I was able to upload the CSV data files into HDFS. When I am trying to upload new table from trucks.csv, the table preview works fine but I got a "ServiceFormattedException" when I clicked the "Create" button, with the following stack trace from the ambari server logs:

org.apache.ambari.view.utils.hdfs.HdfsApiException: HDFS020 Could not write file /user/admin/hive/jobs/hive-job-54-2018-11-25_10-49/logs
	at org.apache.ambari.view.utils.hdfs.HdfsUtil.putStringToFile(HdfsUtil.java:57)
	at org.apache.ambari.view.hive20.resources.jobs.viewJobs.JobControllerImpl.setupLogFile(JobControllerImpl.java:220)
	at org.apache.ambari.view.hive20.resources.jobs.viewJobs.JobControllerImpl.setupLogFileIfNotPresent(JobControllerImpl.java:189)
	at org.apache.ambari.view.hive20.resources.jobs.viewJobs.JobControllerImpl.afterCreation(JobControllerImpl.java:182)
	at org.apache.ambari.view.hive20.resources.jobs.viewJobs.JobResourceManager.create(JobResourceManager.java:56)

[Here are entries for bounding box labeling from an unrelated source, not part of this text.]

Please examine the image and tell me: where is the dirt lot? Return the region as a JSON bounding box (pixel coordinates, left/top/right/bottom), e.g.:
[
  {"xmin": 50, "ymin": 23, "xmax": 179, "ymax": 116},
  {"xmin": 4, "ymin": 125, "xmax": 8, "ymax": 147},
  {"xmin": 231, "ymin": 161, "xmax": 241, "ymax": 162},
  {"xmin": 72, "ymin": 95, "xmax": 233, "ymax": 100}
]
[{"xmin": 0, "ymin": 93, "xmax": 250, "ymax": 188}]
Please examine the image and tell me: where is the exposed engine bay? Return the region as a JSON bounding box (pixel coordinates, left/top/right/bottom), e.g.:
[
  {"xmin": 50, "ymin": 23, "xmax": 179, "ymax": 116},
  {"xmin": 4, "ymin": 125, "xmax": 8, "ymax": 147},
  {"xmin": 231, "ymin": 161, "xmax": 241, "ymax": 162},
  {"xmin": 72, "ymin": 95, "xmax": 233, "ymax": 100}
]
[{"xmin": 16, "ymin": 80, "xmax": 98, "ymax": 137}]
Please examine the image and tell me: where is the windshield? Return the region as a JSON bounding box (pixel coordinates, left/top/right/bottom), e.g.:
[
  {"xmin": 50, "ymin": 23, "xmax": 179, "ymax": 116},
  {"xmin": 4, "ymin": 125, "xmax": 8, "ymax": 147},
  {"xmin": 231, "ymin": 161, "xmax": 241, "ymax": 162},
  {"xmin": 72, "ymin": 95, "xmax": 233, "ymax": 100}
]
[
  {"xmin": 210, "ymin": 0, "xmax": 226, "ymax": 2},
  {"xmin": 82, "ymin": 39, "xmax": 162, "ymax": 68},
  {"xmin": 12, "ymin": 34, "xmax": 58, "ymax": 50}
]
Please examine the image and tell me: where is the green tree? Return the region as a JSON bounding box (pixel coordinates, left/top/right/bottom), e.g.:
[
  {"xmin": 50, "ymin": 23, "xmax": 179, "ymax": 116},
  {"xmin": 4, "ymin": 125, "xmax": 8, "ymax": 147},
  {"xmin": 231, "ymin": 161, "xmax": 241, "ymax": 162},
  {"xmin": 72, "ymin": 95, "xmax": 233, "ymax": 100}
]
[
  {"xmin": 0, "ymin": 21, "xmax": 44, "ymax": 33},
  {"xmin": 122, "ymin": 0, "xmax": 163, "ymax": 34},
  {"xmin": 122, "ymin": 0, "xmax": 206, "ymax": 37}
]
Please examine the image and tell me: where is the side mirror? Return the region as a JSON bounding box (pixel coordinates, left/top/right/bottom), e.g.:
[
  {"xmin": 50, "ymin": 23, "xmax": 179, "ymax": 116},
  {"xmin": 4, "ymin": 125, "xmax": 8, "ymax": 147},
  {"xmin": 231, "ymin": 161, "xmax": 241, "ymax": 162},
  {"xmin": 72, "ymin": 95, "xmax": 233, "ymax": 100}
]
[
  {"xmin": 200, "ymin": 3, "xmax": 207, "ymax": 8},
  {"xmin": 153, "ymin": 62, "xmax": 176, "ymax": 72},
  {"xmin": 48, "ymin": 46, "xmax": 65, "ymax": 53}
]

	at org.apache.ambari.view.hive20.resources.jobs.JobServiceInternal.createJob(JobServiceInternal.java:27)
	at org.apache.ambari.view.hive20.resources.browser.DDLProxy.createJob(DDLProxy.java:384)
	at org.apache.ambari.view.hive20.resources.browser.DDLProxy.createTable(DDLProxy.java:256)
	at org.apache.ambari.view.hive20.resources.browser.DDLService.createTable(DDLService.java:147)
	at sun.reflect.NativeMethodAccessorImpl.invoke0(Native Method)
        ...
Caused by: java.io.IOException: Unexpected HTTP response: code=504 != 201, op=CREATE, message=Gateway Timeout
	at org.apache.hadoop.hdfs.web.WebHdfsFileSystem.validateResponse(WebHdfsFileSystem.java:467)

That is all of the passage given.